Correct Answer: B) Inhibition of inosine monophosphate dehydrogenase (IMPDH), reducing purine synthesis
Explanation: Mycophenolate mofetil inhibits the enzyme inosine monophosphate dehydrogenase (IMPDH), which is crucial for the de novo synthesis of guanosine nucleotides, thereby selectively suppressing lymphocyte proliferation.


Question 28
Which of the following conditions is mycophenolate mofetil commonly used to treat?
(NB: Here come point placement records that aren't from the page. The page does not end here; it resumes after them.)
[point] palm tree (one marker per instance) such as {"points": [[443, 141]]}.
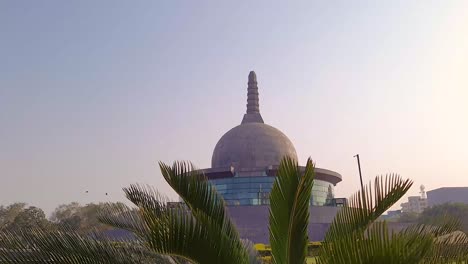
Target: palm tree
{"points": [[201, 231]]}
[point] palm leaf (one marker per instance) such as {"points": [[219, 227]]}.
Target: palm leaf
{"points": [[365, 207], [37, 246], [191, 234], [289, 212]]}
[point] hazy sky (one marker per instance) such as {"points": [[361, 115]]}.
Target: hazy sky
{"points": [[94, 93]]}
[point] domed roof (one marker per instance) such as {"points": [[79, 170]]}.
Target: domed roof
{"points": [[252, 144]]}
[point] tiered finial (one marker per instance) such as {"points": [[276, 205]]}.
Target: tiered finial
{"points": [[253, 108]]}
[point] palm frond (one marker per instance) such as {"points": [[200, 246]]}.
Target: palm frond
{"points": [[289, 212], [198, 194], [365, 207], [123, 217], [188, 233], [38, 246]]}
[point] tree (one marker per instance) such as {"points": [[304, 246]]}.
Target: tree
{"points": [[201, 231], [9, 213], [83, 219]]}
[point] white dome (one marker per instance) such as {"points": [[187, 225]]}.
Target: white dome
{"points": [[252, 145]]}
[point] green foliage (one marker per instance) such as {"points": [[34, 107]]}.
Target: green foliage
{"points": [[83, 219], [356, 237], [289, 212], [200, 231], [17, 217]]}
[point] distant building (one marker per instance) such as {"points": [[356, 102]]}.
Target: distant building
{"points": [[245, 164], [448, 195], [415, 204]]}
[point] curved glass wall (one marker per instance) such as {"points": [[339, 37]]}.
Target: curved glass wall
{"points": [[256, 190]]}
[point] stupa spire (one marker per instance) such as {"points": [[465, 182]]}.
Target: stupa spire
{"points": [[252, 114]]}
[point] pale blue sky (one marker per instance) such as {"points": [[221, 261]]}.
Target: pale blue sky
{"points": [[94, 93]]}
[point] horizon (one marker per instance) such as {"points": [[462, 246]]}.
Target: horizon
{"points": [[93, 95]]}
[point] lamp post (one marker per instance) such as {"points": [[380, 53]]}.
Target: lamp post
{"points": [[360, 174]]}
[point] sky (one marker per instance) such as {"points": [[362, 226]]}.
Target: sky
{"points": [[94, 93]]}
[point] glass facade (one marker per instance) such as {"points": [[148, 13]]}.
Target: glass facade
{"points": [[256, 190]]}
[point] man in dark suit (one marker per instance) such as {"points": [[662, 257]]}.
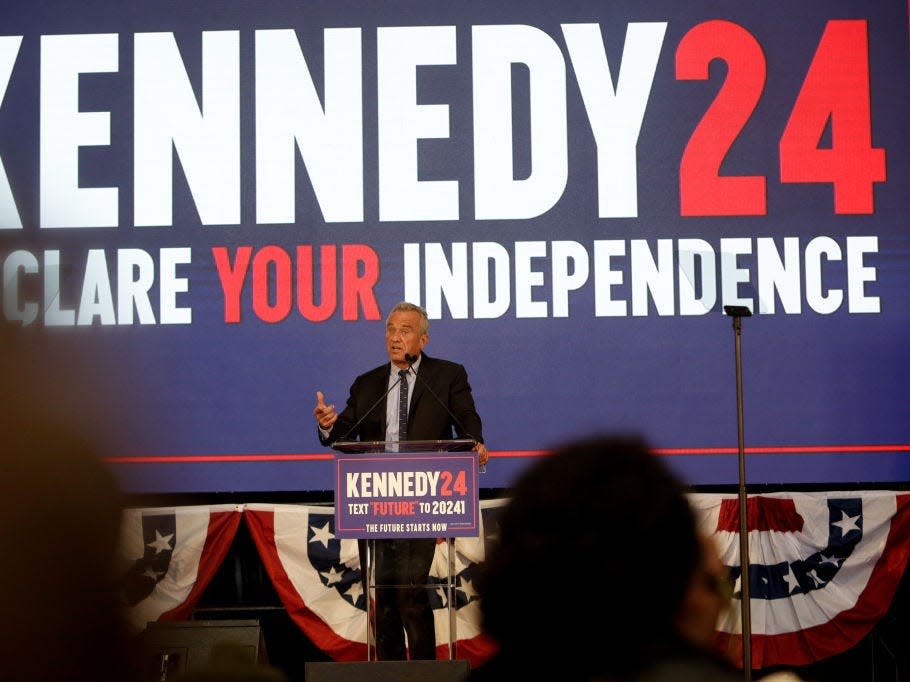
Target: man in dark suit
{"points": [[441, 391]]}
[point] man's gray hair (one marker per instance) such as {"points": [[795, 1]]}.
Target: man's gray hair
{"points": [[406, 307]]}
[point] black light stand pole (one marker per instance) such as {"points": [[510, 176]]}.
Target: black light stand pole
{"points": [[737, 313]]}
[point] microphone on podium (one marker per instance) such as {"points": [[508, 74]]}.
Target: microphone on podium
{"points": [[411, 359]]}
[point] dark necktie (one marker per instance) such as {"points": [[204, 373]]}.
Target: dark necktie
{"points": [[403, 405]]}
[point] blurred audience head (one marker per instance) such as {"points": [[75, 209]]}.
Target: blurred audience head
{"points": [[600, 562], [61, 510]]}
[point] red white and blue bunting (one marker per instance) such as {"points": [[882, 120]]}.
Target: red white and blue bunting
{"points": [[823, 570]]}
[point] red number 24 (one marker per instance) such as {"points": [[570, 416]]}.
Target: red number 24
{"points": [[835, 89]]}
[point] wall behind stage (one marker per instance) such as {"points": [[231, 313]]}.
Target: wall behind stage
{"points": [[207, 210]]}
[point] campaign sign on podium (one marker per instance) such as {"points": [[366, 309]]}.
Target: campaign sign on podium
{"points": [[425, 489]]}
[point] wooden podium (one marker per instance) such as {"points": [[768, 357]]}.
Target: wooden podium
{"points": [[409, 489]]}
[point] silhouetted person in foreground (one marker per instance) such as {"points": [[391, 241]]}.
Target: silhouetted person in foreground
{"points": [[600, 574]]}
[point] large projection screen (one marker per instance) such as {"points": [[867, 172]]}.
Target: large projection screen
{"points": [[208, 209]]}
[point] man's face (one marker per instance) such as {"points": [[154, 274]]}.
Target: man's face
{"points": [[403, 336]]}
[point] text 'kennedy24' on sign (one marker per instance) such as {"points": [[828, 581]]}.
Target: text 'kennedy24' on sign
{"points": [[406, 496]]}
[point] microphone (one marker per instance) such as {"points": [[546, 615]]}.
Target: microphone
{"points": [[367, 413], [411, 359]]}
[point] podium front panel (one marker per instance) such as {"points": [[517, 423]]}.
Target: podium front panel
{"points": [[406, 495]]}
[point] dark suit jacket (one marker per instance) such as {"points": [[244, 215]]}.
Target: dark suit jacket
{"points": [[427, 418]]}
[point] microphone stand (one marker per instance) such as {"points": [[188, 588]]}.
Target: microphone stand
{"points": [[737, 313]]}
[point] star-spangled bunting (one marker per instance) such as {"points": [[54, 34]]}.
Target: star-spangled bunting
{"points": [[823, 570]]}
A) Organ transplantation and lupus nephritis
B) Diabetes and hypertension
C) Hyperlipidemia and hypothyroidism
D) Chronic obstructive pulmonary disease (COPD) and asthma
E) Peptic ulcer disease and GERD

Correct Answer: A) Organ transplantation and lupus nephritis
Explanation: Mycophenolate mofetil is commonly used in the prevention of organ rejection in kidney, heart, or liver transplants and in the management of lupus nephritis due to its immunosuppressive properties.


Question 29
Which of the following is a significant risk associated with the use of mycophenolate mofetil during pregnancy?

A) Hypoglycemia
B) Teratogenicity and fetal harm
C) Hypercalcemia
D) Hypotension
E) Seizures

Correct Answer: B) Teratogenicity and fetal harm
Explanation: Mycophenolate mofetil is classified as Pregnancy Category D/X due to the risk of teratogenic effects, congenital malformations, and fetal harm. Women of childbearing potential should use effective contraception while on this medication.


Question 30
Which of the following side effects is commonly associated with mycophenolate mofetil and is often dose-limiting?

A) Hyperkalemia
B) Gastrointestinal side effects such as diarrhea and abdominal pain
C) Alopecia
D) Osteoporosis
E) Hyperlipidemia

Correct Answer: B) Gastrointestinal side effects such as diarrhea and abdominal pain
Explanation: Gastrointestinal side effects, including diarrhea, nausea, vomiting, and abdominal pain, are common and dose-limiting with mycophenolate mofetil. The enteric-coated formulation (Myfortic) is designed to reduce these side effects.


Question 31
Which of the following infections poses a rare but serious risk to patients taking mycophenolate mofetil?

A) Hepatitis C
B) Cytomegalovirus (CMV)
C) Progressive multifocal leukoencephalopathy (PML)
D) Human papillomavirus (HPV)
E) Tuberculosis

Correct Answer: C) Progressive multifocal leukoencephalopathy (PML)
Explanation: Progressive multifocal leukoencephalopathy (PML) is a rare but serious viral infection of the brain that can occur in patients taking immunosuppressive agents like mycophenolate mofetil.


Question 32
Which of the following drugs may reduce the absorption and efficacy of mycophenolate mofetil when taken together?

A) Acyclovir
B) Cyclosporine
C) Antacids and proton pump inhibitors (PPIs)
D) Rifampin
E) Tacrolimus

Correct Answer: C) Antacids and proton pump inhibitors (PPIs)
Explanation: Antacids containing aluminum or magnesium, and PPIs, can reduce the absorption of mycophenolate mofetil, potentially decreasing its efficacy.